Is It Better Now?

That was me bored out of my mind.
There was a time when I once thought that getting older would be somehow easier, perhaps a bit carefree and more spontaneous, because well, grown ups were allowed to do everything and anything they wanted. As a kid, looking up at people who were adults, I envied the "freedom" I thought they had. I envied the millions of things that they could have done, but most around me didn't do most of what I thought I would do myself, say if God came down and said, "Voila Deb! You're an adult! Go do whatever it is that makes you happy!" So then one day, I became an adult. I became that person who had the freedom to live her life the way I wanted. Then I learned about fear, not only learned it, absorbed it. I saw people getting into trouble, getting hurt, getting killed over the things I thought were once "fun". I saw people being at the wrong place at the wrong time. I saw young adults having heart attacks, dying of cancer, dying of AIDS. I saw things I never knew existed in this awesome world I viewed as a child. And now, I sit here as a middle aged adult, who has lost her Dad from cancer, lost a few friends from this awful disease, lost relatives at a young age of heart attacks and all sorts of tragic instances. I realized life is a treasure if you can maintain it. Life can be a blessing and life can also be a dreadful curse. My fear turned into anxiety. My anxiety turned into phobias. My phobias turned into dark depressions, which kept me from living that "free life" - that life full of spontaneity. I now think about the past, about how free I was as a child under my parents' care. How wonderful life used to be - how carefree and loved I was, no matter what I did wrong. I remember the safety and comfort of being young, to which as an adult, I have none. Don't get me wrong, life isn't bad at all, I know it could be worse, but I wonder why I thought this adult life would be so "cool". I remember the instant forgiveness - the way my parents put me before themselves as they did with all my sisters.  It's also strange how I never used to have problems sleeping. Insomnia? What's that? Nothing kept me up. I had no worries other than a possibly pop quiz the next day in math.

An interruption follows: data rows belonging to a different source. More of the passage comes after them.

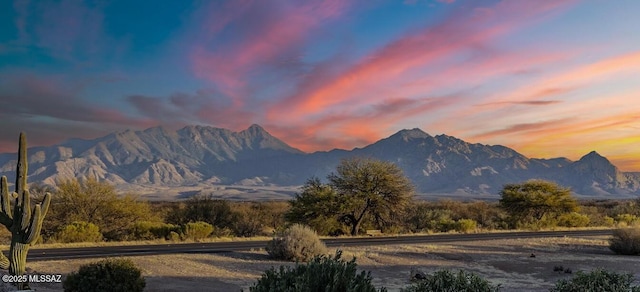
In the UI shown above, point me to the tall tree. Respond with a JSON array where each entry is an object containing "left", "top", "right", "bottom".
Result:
[
  {"left": 328, "top": 158, "right": 414, "bottom": 235},
  {"left": 500, "top": 180, "right": 579, "bottom": 225},
  {"left": 285, "top": 177, "right": 342, "bottom": 235}
]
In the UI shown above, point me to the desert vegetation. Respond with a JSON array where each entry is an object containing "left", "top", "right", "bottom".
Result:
[
  {"left": 63, "top": 259, "right": 146, "bottom": 292},
  {"left": 6, "top": 159, "right": 640, "bottom": 246},
  {"left": 249, "top": 251, "right": 387, "bottom": 292},
  {"left": 266, "top": 224, "right": 327, "bottom": 262},
  {"left": 0, "top": 136, "right": 640, "bottom": 291}
]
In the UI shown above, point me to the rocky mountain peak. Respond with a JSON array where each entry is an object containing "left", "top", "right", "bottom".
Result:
[{"left": 389, "top": 128, "right": 431, "bottom": 142}]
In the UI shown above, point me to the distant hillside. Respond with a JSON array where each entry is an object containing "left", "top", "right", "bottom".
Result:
[{"left": 0, "top": 125, "right": 640, "bottom": 197}]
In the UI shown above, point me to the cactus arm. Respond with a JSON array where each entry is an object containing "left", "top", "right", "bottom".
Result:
[
  {"left": 23, "top": 193, "right": 51, "bottom": 244},
  {"left": 24, "top": 208, "right": 42, "bottom": 244},
  {"left": 40, "top": 193, "right": 51, "bottom": 220},
  {"left": 20, "top": 190, "right": 31, "bottom": 233},
  {"left": 0, "top": 176, "right": 13, "bottom": 229},
  {"left": 16, "top": 132, "right": 28, "bottom": 194}
]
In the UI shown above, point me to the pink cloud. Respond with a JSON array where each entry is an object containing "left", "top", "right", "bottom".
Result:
[
  {"left": 270, "top": 1, "right": 576, "bottom": 120},
  {"left": 190, "top": 0, "right": 346, "bottom": 107}
]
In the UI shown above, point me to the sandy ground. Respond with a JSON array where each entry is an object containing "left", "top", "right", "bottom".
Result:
[{"left": 6, "top": 237, "right": 640, "bottom": 292}]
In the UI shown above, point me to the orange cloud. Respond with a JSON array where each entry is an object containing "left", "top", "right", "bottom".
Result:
[
  {"left": 268, "top": 1, "right": 566, "bottom": 121},
  {"left": 191, "top": 0, "right": 347, "bottom": 107}
]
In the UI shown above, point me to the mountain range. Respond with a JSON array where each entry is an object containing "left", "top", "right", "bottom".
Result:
[{"left": 0, "top": 125, "right": 640, "bottom": 198}]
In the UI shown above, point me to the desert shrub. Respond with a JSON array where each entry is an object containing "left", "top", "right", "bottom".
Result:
[
  {"left": 167, "top": 231, "right": 182, "bottom": 241},
  {"left": 54, "top": 221, "right": 102, "bottom": 243},
  {"left": 266, "top": 224, "right": 327, "bottom": 261},
  {"left": 231, "top": 203, "right": 273, "bottom": 237},
  {"left": 615, "top": 214, "right": 640, "bottom": 227},
  {"left": 550, "top": 269, "right": 640, "bottom": 292},
  {"left": 609, "top": 228, "right": 640, "bottom": 255},
  {"left": 249, "top": 251, "right": 386, "bottom": 292},
  {"left": 62, "top": 259, "right": 146, "bottom": 292},
  {"left": 400, "top": 270, "right": 500, "bottom": 292},
  {"left": 129, "top": 221, "right": 180, "bottom": 240},
  {"left": 42, "top": 178, "right": 159, "bottom": 241},
  {"left": 455, "top": 219, "right": 478, "bottom": 233},
  {"left": 184, "top": 221, "right": 213, "bottom": 240},
  {"left": 558, "top": 212, "right": 590, "bottom": 227}
]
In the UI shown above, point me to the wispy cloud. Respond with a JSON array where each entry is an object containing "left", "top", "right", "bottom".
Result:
[{"left": 0, "top": 74, "right": 154, "bottom": 151}]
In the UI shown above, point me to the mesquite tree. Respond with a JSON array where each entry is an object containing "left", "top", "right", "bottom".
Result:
[{"left": 0, "top": 133, "right": 51, "bottom": 289}]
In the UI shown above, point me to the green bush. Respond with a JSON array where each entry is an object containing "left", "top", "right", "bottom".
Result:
[
  {"left": 167, "top": 231, "right": 182, "bottom": 241},
  {"left": 550, "top": 269, "right": 640, "bottom": 292},
  {"left": 249, "top": 251, "right": 387, "bottom": 292},
  {"left": 400, "top": 270, "right": 500, "bottom": 292},
  {"left": 616, "top": 214, "right": 640, "bottom": 227},
  {"left": 266, "top": 224, "right": 327, "bottom": 262},
  {"left": 456, "top": 219, "right": 478, "bottom": 233},
  {"left": 62, "top": 259, "right": 146, "bottom": 292},
  {"left": 558, "top": 212, "right": 590, "bottom": 227},
  {"left": 184, "top": 221, "right": 213, "bottom": 240},
  {"left": 129, "top": 221, "right": 180, "bottom": 240},
  {"left": 609, "top": 228, "right": 640, "bottom": 255},
  {"left": 54, "top": 221, "right": 102, "bottom": 243}
]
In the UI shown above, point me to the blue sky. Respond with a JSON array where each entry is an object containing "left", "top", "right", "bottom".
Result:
[{"left": 0, "top": 0, "right": 640, "bottom": 171}]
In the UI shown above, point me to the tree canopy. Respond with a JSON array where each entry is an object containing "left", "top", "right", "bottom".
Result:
[
  {"left": 500, "top": 180, "right": 579, "bottom": 225},
  {"left": 287, "top": 158, "right": 414, "bottom": 235}
]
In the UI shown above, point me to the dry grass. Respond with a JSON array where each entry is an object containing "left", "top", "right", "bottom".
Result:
[{"left": 17, "top": 236, "right": 640, "bottom": 292}]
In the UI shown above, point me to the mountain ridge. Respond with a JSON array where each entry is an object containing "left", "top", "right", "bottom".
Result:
[{"left": 0, "top": 124, "right": 640, "bottom": 197}]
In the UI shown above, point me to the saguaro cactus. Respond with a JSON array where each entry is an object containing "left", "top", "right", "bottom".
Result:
[{"left": 0, "top": 133, "right": 51, "bottom": 289}]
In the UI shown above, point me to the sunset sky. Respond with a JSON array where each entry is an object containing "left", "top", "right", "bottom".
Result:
[{"left": 0, "top": 0, "right": 640, "bottom": 171}]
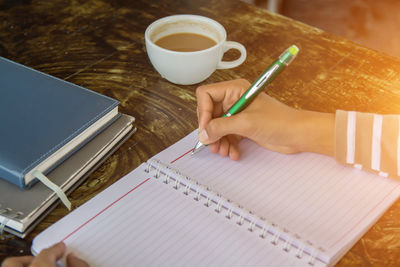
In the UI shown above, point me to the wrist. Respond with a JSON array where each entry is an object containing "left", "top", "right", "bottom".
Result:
[{"left": 296, "top": 110, "right": 335, "bottom": 156}]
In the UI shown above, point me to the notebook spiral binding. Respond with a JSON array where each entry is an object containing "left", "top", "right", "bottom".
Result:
[
  {"left": 0, "top": 205, "right": 23, "bottom": 235},
  {"left": 145, "top": 159, "right": 326, "bottom": 266}
]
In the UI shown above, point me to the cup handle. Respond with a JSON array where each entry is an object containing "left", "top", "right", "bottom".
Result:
[{"left": 217, "top": 41, "right": 247, "bottom": 69}]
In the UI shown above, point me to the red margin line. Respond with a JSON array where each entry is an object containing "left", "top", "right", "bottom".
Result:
[
  {"left": 61, "top": 178, "right": 150, "bottom": 242},
  {"left": 329, "top": 185, "right": 399, "bottom": 248},
  {"left": 169, "top": 148, "right": 193, "bottom": 164}
]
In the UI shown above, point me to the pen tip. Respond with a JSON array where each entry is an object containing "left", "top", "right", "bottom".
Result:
[
  {"left": 190, "top": 141, "right": 204, "bottom": 155},
  {"left": 288, "top": 45, "right": 299, "bottom": 56}
]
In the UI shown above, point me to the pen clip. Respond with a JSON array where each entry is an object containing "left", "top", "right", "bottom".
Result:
[{"left": 245, "top": 64, "right": 279, "bottom": 99}]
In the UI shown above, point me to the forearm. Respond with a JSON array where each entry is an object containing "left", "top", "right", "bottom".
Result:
[{"left": 294, "top": 110, "right": 335, "bottom": 157}]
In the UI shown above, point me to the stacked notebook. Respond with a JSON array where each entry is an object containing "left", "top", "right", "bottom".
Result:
[{"left": 0, "top": 57, "right": 135, "bottom": 237}]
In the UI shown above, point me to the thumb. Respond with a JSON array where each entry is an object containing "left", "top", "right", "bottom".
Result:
[{"left": 199, "top": 116, "right": 242, "bottom": 144}]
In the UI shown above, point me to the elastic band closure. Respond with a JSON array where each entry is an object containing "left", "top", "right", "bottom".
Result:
[
  {"left": 371, "top": 114, "right": 382, "bottom": 171},
  {"left": 32, "top": 170, "right": 71, "bottom": 210}
]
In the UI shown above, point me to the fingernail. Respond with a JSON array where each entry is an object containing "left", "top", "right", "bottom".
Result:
[{"left": 199, "top": 129, "right": 208, "bottom": 143}]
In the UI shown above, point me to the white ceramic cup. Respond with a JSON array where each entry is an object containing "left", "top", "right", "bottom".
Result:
[{"left": 145, "top": 15, "right": 246, "bottom": 85}]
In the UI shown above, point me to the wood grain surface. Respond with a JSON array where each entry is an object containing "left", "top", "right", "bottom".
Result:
[{"left": 0, "top": 0, "right": 400, "bottom": 266}]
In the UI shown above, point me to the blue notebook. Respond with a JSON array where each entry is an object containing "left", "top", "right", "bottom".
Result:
[{"left": 0, "top": 57, "right": 119, "bottom": 188}]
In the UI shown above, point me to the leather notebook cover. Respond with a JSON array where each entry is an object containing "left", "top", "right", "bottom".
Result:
[
  {"left": 0, "top": 114, "right": 136, "bottom": 237},
  {"left": 0, "top": 57, "right": 119, "bottom": 188}
]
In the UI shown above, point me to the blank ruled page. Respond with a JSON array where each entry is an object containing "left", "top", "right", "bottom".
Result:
[
  {"left": 32, "top": 165, "right": 321, "bottom": 266},
  {"left": 155, "top": 132, "right": 400, "bottom": 260}
]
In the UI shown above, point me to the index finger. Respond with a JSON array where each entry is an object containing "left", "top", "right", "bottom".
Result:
[{"left": 196, "top": 79, "right": 250, "bottom": 130}]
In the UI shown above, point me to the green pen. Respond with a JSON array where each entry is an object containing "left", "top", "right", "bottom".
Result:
[{"left": 192, "top": 45, "right": 299, "bottom": 154}]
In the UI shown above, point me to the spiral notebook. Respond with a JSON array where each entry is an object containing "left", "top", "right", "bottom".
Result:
[{"left": 32, "top": 132, "right": 400, "bottom": 266}]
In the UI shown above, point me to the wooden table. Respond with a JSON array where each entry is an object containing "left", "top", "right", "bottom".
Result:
[{"left": 0, "top": 0, "right": 400, "bottom": 266}]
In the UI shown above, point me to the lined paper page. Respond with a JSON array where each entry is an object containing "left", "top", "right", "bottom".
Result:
[
  {"left": 155, "top": 132, "right": 400, "bottom": 260},
  {"left": 32, "top": 165, "right": 320, "bottom": 266}
]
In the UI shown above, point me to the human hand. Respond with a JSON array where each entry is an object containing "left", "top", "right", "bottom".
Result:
[
  {"left": 196, "top": 79, "right": 334, "bottom": 160},
  {"left": 1, "top": 242, "right": 89, "bottom": 267}
]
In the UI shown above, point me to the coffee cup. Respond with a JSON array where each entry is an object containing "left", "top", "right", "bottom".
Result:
[{"left": 145, "top": 15, "right": 246, "bottom": 85}]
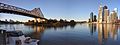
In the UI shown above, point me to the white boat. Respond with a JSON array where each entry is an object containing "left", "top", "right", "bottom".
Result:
[{"left": 6, "top": 31, "right": 39, "bottom": 45}]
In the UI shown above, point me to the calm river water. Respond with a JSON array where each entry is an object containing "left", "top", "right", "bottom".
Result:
[{"left": 0, "top": 24, "right": 120, "bottom": 45}]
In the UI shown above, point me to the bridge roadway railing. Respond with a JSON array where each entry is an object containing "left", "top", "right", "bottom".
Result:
[{"left": 0, "top": 3, "right": 39, "bottom": 16}]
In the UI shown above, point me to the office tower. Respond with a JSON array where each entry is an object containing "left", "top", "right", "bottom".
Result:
[
  {"left": 93, "top": 15, "right": 97, "bottom": 22},
  {"left": 98, "top": 5, "right": 103, "bottom": 23},
  {"left": 103, "top": 6, "right": 109, "bottom": 23},
  {"left": 110, "top": 11, "right": 117, "bottom": 23},
  {"left": 90, "top": 12, "right": 93, "bottom": 22}
]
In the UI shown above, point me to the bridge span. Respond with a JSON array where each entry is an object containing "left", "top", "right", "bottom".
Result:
[{"left": 0, "top": 3, "right": 45, "bottom": 19}]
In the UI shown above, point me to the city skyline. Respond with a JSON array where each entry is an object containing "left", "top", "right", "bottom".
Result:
[{"left": 0, "top": 0, "right": 120, "bottom": 21}]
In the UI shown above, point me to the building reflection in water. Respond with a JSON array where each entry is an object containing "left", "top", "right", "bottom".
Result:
[
  {"left": 97, "top": 24, "right": 118, "bottom": 45},
  {"left": 89, "top": 23, "right": 118, "bottom": 45}
]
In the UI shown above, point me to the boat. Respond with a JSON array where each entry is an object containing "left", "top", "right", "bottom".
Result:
[{"left": 6, "top": 30, "right": 39, "bottom": 45}]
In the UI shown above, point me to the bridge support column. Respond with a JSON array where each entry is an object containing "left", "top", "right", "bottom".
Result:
[{"left": 34, "top": 18, "right": 38, "bottom": 23}]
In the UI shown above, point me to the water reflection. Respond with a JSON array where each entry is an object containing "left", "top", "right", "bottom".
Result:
[
  {"left": 0, "top": 23, "right": 120, "bottom": 45},
  {"left": 89, "top": 23, "right": 96, "bottom": 35},
  {"left": 89, "top": 24, "right": 119, "bottom": 45}
]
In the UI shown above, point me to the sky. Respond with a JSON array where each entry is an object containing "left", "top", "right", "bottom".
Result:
[{"left": 0, "top": 0, "right": 120, "bottom": 21}]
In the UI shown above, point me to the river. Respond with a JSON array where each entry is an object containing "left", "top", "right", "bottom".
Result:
[{"left": 0, "top": 24, "right": 120, "bottom": 45}]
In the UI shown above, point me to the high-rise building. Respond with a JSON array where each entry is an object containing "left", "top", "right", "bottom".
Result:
[
  {"left": 98, "top": 5, "right": 109, "bottom": 23},
  {"left": 98, "top": 5, "right": 103, "bottom": 23},
  {"left": 93, "top": 15, "right": 97, "bottom": 22},
  {"left": 90, "top": 12, "right": 93, "bottom": 22},
  {"left": 110, "top": 10, "right": 118, "bottom": 23},
  {"left": 103, "top": 6, "right": 109, "bottom": 23}
]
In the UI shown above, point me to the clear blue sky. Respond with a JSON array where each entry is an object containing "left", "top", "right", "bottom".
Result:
[{"left": 0, "top": 0, "right": 120, "bottom": 21}]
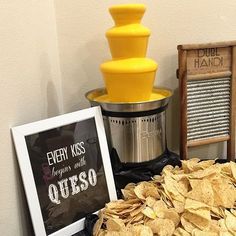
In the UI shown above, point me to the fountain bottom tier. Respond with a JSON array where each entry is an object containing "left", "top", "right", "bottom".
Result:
[{"left": 86, "top": 88, "right": 172, "bottom": 163}]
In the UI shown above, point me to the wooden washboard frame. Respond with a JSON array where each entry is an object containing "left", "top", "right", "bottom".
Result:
[{"left": 177, "top": 41, "right": 236, "bottom": 161}]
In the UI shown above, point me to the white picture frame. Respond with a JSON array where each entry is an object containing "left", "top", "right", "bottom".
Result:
[{"left": 12, "top": 107, "right": 117, "bottom": 236}]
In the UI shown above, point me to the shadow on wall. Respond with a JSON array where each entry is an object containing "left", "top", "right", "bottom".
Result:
[
  {"left": 70, "top": 39, "right": 109, "bottom": 110},
  {"left": 11, "top": 141, "right": 34, "bottom": 236},
  {"left": 40, "top": 53, "right": 62, "bottom": 117}
]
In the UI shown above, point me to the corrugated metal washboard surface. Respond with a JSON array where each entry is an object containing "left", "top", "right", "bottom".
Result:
[{"left": 187, "top": 78, "right": 231, "bottom": 141}]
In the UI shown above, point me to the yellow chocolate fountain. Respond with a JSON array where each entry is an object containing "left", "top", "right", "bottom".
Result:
[
  {"left": 98, "top": 4, "right": 168, "bottom": 102},
  {"left": 86, "top": 4, "right": 172, "bottom": 163}
]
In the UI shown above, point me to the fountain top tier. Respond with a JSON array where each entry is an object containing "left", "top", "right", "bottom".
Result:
[{"left": 99, "top": 4, "right": 170, "bottom": 103}]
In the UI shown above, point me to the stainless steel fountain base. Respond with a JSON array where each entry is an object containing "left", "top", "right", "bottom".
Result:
[{"left": 86, "top": 88, "right": 172, "bottom": 163}]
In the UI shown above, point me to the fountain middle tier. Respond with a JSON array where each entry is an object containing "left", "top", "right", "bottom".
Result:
[{"left": 101, "top": 58, "right": 157, "bottom": 102}]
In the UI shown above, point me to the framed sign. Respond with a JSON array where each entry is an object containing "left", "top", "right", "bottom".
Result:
[{"left": 12, "top": 107, "right": 117, "bottom": 236}]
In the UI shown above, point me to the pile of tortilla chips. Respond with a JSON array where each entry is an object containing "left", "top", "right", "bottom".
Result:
[{"left": 93, "top": 158, "right": 236, "bottom": 236}]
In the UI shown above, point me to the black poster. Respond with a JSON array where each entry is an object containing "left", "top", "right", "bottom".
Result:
[{"left": 25, "top": 118, "right": 109, "bottom": 235}]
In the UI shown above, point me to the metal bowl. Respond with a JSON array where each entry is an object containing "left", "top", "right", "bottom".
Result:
[{"left": 85, "top": 87, "right": 173, "bottom": 112}]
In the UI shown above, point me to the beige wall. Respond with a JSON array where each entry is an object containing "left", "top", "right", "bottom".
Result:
[
  {"left": 55, "top": 0, "right": 236, "bottom": 157},
  {"left": 0, "top": 0, "right": 62, "bottom": 236},
  {"left": 0, "top": 0, "right": 236, "bottom": 236}
]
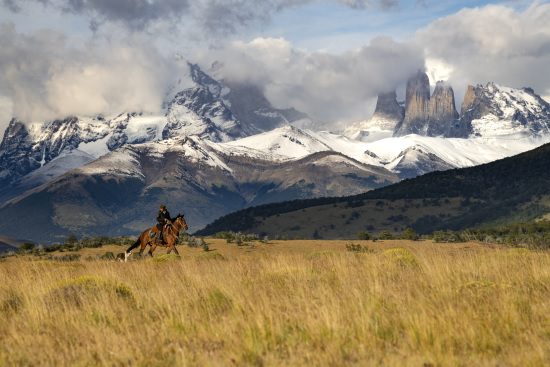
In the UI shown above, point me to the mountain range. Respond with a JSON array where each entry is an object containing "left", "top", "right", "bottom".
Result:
[
  {"left": 197, "top": 140, "right": 550, "bottom": 239},
  {"left": 0, "top": 64, "right": 550, "bottom": 242}
]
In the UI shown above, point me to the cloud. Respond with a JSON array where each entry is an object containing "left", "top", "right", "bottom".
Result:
[
  {"left": 417, "top": 2, "right": 550, "bottom": 103},
  {"left": 0, "top": 0, "right": 399, "bottom": 33},
  {"left": 199, "top": 37, "right": 424, "bottom": 121},
  {"left": 0, "top": 25, "right": 176, "bottom": 125}
]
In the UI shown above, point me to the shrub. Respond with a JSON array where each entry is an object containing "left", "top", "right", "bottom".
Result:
[
  {"left": 19, "top": 242, "right": 36, "bottom": 251},
  {"left": 383, "top": 247, "right": 420, "bottom": 268},
  {"left": 401, "top": 228, "right": 419, "bottom": 241},
  {"left": 346, "top": 242, "right": 374, "bottom": 253},
  {"left": 378, "top": 231, "right": 393, "bottom": 240},
  {"left": 357, "top": 231, "right": 371, "bottom": 241}
]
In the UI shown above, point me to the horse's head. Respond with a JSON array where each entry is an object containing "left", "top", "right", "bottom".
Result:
[{"left": 174, "top": 214, "right": 189, "bottom": 231}]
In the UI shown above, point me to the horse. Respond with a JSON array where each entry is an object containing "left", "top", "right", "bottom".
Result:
[{"left": 124, "top": 214, "right": 189, "bottom": 261}]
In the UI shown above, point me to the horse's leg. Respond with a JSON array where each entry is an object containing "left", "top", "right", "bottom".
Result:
[
  {"left": 139, "top": 241, "right": 150, "bottom": 257},
  {"left": 149, "top": 242, "right": 157, "bottom": 257}
]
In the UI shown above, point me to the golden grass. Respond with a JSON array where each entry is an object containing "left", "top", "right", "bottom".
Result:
[{"left": 0, "top": 240, "right": 550, "bottom": 366}]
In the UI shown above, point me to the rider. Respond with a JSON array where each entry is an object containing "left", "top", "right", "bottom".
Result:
[{"left": 157, "top": 205, "right": 172, "bottom": 242}]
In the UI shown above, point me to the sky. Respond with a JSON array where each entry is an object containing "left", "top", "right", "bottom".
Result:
[{"left": 0, "top": 0, "right": 550, "bottom": 136}]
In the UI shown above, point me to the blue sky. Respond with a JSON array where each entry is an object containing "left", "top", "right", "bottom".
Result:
[{"left": 253, "top": 0, "right": 531, "bottom": 52}]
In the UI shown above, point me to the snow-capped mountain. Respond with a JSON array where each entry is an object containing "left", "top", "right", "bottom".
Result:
[
  {"left": 0, "top": 64, "right": 550, "bottom": 240},
  {"left": 0, "top": 133, "right": 399, "bottom": 241},
  {"left": 461, "top": 83, "right": 550, "bottom": 137},
  {"left": 0, "top": 64, "right": 308, "bottom": 199}
]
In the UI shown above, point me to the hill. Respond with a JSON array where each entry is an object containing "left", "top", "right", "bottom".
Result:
[{"left": 197, "top": 144, "right": 550, "bottom": 238}]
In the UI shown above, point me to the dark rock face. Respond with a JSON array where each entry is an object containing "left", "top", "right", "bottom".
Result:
[
  {"left": 395, "top": 71, "right": 469, "bottom": 137},
  {"left": 0, "top": 119, "right": 40, "bottom": 186},
  {"left": 460, "top": 83, "right": 550, "bottom": 135},
  {"left": 0, "top": 117, "right": 106, "bottom": 185},
  {"left": 225, "top": 82, "right": 308, "bottom": 132},
  {"left": 0, "top": 137, "right": 398, "bottom": 242},
  {"left": 371, "top": 91, "right": 405, "bottom": 130}
]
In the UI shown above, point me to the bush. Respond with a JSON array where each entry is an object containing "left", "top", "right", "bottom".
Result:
[
  {"left": 19, "top": 243, "right": 36, "bottom": 251},
  {"left": 378, "top": 231, "right": 393, "bottom": 240},
  {"left": 346, "top": 242, "right": 374, "bottom": 253},
  {"left": 384, "top": 247, "right": 420, "bottom": 268},
  {"left": 401, "top": 228, "right": 420, "bottom": 241},
  {"left": 357, "top": 231, "right": 371, "bottom": 241}
]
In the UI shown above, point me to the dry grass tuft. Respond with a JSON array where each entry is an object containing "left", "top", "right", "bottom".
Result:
[{"left": 0, "top": 240, "right": 550, "bottom": 366}]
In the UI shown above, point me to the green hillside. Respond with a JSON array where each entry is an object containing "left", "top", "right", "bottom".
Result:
[{"left": 197, "top": 144, "right": 550, "bottom": 238}]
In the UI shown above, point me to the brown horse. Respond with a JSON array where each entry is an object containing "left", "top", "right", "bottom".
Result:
[{"left": 124, "top": 214, "right": 189, "bottom": 261}]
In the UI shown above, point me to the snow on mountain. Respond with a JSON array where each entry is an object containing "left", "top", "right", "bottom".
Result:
[
  {"left": 216, "top": 127, "right": 550, "bottom": 178},
  {"left": 463, "top": 83, "right": 550, "bottom": 137},
  {"left": 0, "top": 64, "right": 308, "bottom": 190}
]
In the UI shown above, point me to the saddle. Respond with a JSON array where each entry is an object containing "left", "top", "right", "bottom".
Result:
[{"left": 149, "top": 223, "right": 172, "bottom": 247}]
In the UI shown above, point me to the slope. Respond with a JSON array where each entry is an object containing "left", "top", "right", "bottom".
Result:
[{"left": 198, "top": 144, "right": 550, "bottom": 238}]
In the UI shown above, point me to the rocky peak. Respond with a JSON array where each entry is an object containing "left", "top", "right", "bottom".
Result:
[
  {"left": 395, "top": 71, "right": 469, "bottom": 137},
  {"left": 403, "top": 71, "right": 430, "bottom": 126},
  {"left": 427, "top": 81, "right": 468, "bottom": 137},
  {"left": 371, "top": 91, "right": 405, "bottom": 130},
  {"left": 460, "top": 82, "right": 550, "bottom": 135}
]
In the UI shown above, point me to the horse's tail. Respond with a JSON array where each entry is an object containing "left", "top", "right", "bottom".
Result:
[{"left": 126, "top": 236, "right": 141, "bottom": 253}]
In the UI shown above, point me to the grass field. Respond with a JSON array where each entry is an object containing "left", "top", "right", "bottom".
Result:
[{"left": 0, "top": 240, "right": 550, "bottom": 366}]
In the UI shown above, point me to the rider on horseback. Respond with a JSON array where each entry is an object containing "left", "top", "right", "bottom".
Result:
[{"left": 157, "top": 205, "right": 172, "bottom": 243}]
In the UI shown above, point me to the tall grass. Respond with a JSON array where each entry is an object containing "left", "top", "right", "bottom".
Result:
[{"left": 0, "top": 244, "right": 550, "bottom": 366}]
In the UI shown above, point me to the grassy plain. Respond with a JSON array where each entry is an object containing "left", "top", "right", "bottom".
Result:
[{"left": 0, "top": 239, "right": 550, "bottom": 366}]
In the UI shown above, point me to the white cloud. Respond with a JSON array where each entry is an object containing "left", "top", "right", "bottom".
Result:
[
  {"left": 200, "top": 37, "right": 424, "bottom": 121},
  {"left": 0, "top": 25, "right": 174, "bottom": 125},
  {"left": 417, "top": 2, "right": 550, "bottom": 103}
]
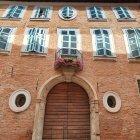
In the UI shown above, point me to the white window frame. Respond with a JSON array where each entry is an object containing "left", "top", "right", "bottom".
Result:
[
  {"left": 57, "top": 28, "right": 81, "bottom": 56},
  {"left": 2, "top": 5, "right": 27, "bottom": 20},
  {"left": 0, "top": 26, "right": 17, "bottom": 54},
  {"left": 30, "top": 6, "right": 53, "bottom": 21},
  {"left": 90, "top": 28, "right": 116, "bottom": 59},
  {"left": 86, "top": 6, "right": 107, "bottom": 21},
  {"left": 112, "top": 6, "right": 136, "bottom": 21},
  {"left": 122, "top": 27, "right": 140, "bottom": 61},
  {"left": 59, "top": 6, "right": 77, "bottom": 20},
  {"left": 21, "top": 27, "right": 50, "bottom": 56}
]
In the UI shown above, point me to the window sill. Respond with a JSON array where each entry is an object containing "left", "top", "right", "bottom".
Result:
[
  {"left": 88, "top": 18, "right": 107, "bottom": 22},
  {"left": 94, "top": 56, "right": 117, "bottom": 61},
  {"left": 30, "top": 18, "right": 50, "bottom": 21},
  {"left": 128, "top": 58, "right": 140, "bottom": 63},
  {"left": 0, "top": 50, "right": 10, "bottom": 55},
  {"left": 0, "top": 17, "right": 21, "bottom": 21},
  {"left": 117, "top": 18, "right": 136, "bottom": 22},
  {"left": 20, "top": 52, "right": 47, "bottom": 57}
]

After a second dry martini, I can think clearly and relax. As a kid, all I needed to do was kick some ass on Atari and call it a night. Even as a young adult, a night out partying was a way to relieve my stress. These days, a night past 10pm is one that'll have me mimicking a flu for the next 3 days. I remember Dad telling me, "Whaddya' got to worry about? You got it made, kid!" And I thought, "I got it made? Are you kidding me? My crush has a boyfriend, they want me to wear a bathing suit in front of the boys in gym, some bully on the bus wants to kick my ass and I have lab tomorrow morning at 6am!" (I know some of you remember those early morning lab classes.) Those were the stressors. It sounds so 'perfect' - and it probably was if you compare it to those who had it rough as children. But does it get any better when you grow up even if you had a rough childhood? I know so many adults who have PTSD due to their past childhood. They just never let it go and so, it lingers throughout the rest of their years with and without intensive therapy. I think about how it is today for kids, for my two nieces and one nephew - how hard it must be for them to grow up in this world. I remember how I was bullied by this one girl all. the. time. in school and keeping that as my "big secret". I didn't want to be a snitch or a "tattletale". I wanted to be one of those kids who never ran to the teacher or their mommy to rat someone out. It was "uncool" and you were called a wuss if you did something like that. Today? Kids have Facebook, Twitter, Instagram - all these forums to either share as friends or attack as enemies. And the worst part is the anonymity. They can hide behind their iPhones and computers in order to let someone know how "ugly" or "fat" they are or how they're "hated" just to rip someone apart. The only technology I had was *69 - even before caller id. Back then, you had to face your pranker head on: "Who is this?"

So realistically, being young and being an adult are both challenging in their own ways. If you really think back to when you were a kid, think about how you felt and all of the pressures of being a kid, getting in trouble for doing things that aren't 'seemingly' bad. And while we all have this sense of freedom being an adult, it also comes with other challenges that may seem like you wanna jump back into time and go back on that bus to face that bully, who now hates her life and turned out to be all the names that she once called you. Karma works in mysterious ways. I guess in retrospect, I'm glad I was "me" back then and somehow, I appreciate the "now".